Sam Schmidt can now drive himself around Nevada without assistance.

Sam Schmidt is no ordinary race car driver after suffering a devastating accident in training that rendered him a quadriplegic back in 2000. Now he's also the first American to have been handed a driving license that permits him to use an autonomous vehicle on public highways. The state of Nevada has announced that Schmidt is able to drive a modified Corvette Stingray Z06 that is controlled just with the motion of his head, breath and voice commands.

There's a little stretching of the definition of autonomous, here, since Schmidt is directly in control of the car himself. The vehicle, however, does much of the heavy lifting for him, and so qualifies under Nevada state law as self-driving. For instance, Schmidt controls the gear shift through voice commands, that the car then handles automatically, while a sip-and-puff device enables him to control acceleration and braking. The vehicle's customization was handled by Arrow Electronics as part of its semi-autonomous motorcar project.
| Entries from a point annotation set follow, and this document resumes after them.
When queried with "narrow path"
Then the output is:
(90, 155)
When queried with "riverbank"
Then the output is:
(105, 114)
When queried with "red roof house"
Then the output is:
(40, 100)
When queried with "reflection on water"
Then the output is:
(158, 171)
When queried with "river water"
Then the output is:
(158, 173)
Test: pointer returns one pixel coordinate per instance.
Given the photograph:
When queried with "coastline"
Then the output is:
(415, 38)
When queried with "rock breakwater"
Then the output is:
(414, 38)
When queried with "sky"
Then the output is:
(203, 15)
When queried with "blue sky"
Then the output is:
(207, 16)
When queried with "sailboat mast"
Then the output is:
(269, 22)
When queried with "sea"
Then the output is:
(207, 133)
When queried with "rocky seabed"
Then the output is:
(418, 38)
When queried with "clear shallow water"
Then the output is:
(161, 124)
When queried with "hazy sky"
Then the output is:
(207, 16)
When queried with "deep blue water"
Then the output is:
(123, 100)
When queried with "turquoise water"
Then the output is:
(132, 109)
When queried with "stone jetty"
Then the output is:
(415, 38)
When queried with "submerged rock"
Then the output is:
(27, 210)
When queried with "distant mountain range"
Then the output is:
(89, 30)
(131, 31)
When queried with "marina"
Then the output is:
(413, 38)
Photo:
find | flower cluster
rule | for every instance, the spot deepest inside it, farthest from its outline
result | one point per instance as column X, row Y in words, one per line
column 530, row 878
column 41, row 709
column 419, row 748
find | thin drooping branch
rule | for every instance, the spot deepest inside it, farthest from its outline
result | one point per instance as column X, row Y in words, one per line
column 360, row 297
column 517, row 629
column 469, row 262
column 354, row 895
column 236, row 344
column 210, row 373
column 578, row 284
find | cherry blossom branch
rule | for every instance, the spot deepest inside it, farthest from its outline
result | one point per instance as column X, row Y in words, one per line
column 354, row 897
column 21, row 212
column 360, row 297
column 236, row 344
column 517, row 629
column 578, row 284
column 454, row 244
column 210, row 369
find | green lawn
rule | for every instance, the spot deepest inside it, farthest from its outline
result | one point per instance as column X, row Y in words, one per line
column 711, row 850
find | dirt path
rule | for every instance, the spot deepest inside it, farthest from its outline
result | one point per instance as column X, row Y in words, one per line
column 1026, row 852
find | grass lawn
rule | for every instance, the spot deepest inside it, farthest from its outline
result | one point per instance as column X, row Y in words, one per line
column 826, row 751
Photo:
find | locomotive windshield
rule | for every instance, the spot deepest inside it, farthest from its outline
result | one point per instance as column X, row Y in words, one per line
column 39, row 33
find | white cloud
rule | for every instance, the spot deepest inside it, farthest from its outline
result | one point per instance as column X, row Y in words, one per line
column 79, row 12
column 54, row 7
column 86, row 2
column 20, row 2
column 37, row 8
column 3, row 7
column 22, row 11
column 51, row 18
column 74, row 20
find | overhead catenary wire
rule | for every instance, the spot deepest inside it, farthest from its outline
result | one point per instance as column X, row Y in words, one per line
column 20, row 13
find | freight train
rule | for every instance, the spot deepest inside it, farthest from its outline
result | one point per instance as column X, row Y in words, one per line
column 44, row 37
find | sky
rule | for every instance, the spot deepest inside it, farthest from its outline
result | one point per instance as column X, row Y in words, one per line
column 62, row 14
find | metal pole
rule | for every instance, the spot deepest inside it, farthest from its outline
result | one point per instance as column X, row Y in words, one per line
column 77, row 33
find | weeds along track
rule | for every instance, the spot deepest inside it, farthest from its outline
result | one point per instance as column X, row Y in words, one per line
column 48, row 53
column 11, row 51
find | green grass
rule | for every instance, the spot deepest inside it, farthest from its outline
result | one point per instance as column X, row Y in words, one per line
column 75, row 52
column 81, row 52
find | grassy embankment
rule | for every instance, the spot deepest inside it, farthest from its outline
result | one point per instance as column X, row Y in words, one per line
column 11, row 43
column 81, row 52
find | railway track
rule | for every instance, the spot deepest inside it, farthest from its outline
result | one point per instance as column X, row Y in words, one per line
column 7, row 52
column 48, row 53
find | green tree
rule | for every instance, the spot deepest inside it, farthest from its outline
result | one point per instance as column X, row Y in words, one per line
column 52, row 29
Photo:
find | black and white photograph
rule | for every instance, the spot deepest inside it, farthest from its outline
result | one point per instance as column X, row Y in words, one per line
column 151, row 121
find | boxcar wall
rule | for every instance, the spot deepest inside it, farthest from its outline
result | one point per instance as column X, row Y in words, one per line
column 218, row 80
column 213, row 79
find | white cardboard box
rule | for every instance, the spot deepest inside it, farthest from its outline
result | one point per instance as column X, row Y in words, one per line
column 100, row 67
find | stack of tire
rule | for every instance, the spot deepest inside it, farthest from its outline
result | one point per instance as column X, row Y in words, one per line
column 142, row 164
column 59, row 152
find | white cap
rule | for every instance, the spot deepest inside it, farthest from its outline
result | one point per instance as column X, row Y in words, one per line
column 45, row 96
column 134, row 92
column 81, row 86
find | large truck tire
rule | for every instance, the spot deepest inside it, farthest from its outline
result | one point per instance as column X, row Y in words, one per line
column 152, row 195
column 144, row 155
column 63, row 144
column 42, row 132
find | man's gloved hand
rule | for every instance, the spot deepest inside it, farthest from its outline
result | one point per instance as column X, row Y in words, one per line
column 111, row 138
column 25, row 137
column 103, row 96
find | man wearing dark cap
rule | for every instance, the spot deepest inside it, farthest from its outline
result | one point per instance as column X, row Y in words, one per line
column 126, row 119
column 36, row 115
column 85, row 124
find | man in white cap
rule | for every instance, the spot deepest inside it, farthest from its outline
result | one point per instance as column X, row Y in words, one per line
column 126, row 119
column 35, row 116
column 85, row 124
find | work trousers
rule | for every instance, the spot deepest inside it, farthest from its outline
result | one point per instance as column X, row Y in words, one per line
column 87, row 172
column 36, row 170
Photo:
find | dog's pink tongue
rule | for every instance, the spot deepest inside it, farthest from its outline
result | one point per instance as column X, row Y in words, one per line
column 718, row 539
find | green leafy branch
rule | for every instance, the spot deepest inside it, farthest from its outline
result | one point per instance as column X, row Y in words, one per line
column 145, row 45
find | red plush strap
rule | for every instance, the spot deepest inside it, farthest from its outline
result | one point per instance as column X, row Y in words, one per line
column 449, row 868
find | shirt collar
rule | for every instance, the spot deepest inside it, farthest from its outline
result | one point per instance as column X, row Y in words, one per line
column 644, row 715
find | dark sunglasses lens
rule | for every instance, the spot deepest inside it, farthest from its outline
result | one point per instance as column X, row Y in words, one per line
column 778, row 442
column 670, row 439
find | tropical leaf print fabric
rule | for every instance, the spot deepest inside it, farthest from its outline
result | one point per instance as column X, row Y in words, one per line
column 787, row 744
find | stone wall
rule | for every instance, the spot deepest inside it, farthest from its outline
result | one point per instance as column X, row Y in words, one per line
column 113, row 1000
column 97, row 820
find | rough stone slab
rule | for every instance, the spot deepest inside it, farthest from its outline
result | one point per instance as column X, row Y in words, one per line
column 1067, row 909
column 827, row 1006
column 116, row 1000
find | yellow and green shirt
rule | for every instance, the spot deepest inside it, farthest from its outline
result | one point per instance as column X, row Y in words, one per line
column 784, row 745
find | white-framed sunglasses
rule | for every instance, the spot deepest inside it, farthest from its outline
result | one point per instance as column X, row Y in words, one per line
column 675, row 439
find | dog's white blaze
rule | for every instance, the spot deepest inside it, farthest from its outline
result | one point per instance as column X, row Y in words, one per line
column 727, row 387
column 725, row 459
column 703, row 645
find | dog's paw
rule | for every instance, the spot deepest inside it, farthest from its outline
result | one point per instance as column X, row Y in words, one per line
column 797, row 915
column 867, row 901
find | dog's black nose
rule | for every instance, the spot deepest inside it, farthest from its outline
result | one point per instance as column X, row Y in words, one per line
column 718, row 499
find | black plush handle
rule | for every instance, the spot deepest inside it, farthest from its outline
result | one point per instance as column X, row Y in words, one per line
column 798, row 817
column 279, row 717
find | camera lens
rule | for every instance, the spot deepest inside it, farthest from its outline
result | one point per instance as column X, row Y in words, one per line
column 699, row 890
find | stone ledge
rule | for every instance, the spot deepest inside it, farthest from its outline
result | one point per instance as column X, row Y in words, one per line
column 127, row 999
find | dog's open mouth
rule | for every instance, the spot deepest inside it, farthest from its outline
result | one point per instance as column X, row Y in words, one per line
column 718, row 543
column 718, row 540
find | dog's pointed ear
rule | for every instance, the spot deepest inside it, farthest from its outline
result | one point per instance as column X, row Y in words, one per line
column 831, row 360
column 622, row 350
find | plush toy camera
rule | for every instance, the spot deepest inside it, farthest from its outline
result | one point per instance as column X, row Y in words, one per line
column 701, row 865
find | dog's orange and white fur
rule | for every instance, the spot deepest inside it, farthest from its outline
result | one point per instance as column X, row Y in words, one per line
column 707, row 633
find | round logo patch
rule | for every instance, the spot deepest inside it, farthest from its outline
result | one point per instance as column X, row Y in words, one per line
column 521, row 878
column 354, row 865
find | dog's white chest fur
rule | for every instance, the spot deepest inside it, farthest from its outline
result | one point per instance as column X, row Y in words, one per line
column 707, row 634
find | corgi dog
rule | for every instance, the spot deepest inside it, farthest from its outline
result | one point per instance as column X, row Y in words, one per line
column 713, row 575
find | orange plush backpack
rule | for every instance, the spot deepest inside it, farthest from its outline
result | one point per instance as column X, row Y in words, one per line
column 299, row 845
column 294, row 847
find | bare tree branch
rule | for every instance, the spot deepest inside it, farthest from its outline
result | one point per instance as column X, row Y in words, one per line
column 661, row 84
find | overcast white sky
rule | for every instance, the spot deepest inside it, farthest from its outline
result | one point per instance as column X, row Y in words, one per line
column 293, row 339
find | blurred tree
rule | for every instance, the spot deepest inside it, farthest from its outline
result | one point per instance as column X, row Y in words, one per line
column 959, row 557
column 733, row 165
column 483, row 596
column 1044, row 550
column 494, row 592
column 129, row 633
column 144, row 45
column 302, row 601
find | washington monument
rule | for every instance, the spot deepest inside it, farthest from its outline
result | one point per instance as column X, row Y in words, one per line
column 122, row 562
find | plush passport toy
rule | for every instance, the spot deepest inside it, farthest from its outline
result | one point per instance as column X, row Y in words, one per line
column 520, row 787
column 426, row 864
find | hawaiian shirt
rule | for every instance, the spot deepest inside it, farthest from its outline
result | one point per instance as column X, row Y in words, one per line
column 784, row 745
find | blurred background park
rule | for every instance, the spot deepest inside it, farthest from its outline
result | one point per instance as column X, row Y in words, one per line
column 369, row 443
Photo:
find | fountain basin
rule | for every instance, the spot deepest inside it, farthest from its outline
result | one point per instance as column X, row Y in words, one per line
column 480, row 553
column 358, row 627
The granting of the license is a huge step forward in enabling disabled people to regain their independence, since Schmidt can now travel ostensibly where he wants. Nevada will also use it to burnish its credentials as a tech-friendly city, since it now houses plenty of bleeding-edge tech startups including Hyperloop One and Faraday Future -- not to mention that it's also the home of Tesla's Gigafactory. It's also a big deal for the world of semi-autonomous vehicles, since legislators may look more favorably upon cars with humans behind the wheel. After all, most of the alarmism that currently surrounds autopilot systems is that a computer can't make the sort of snap judgments a person can.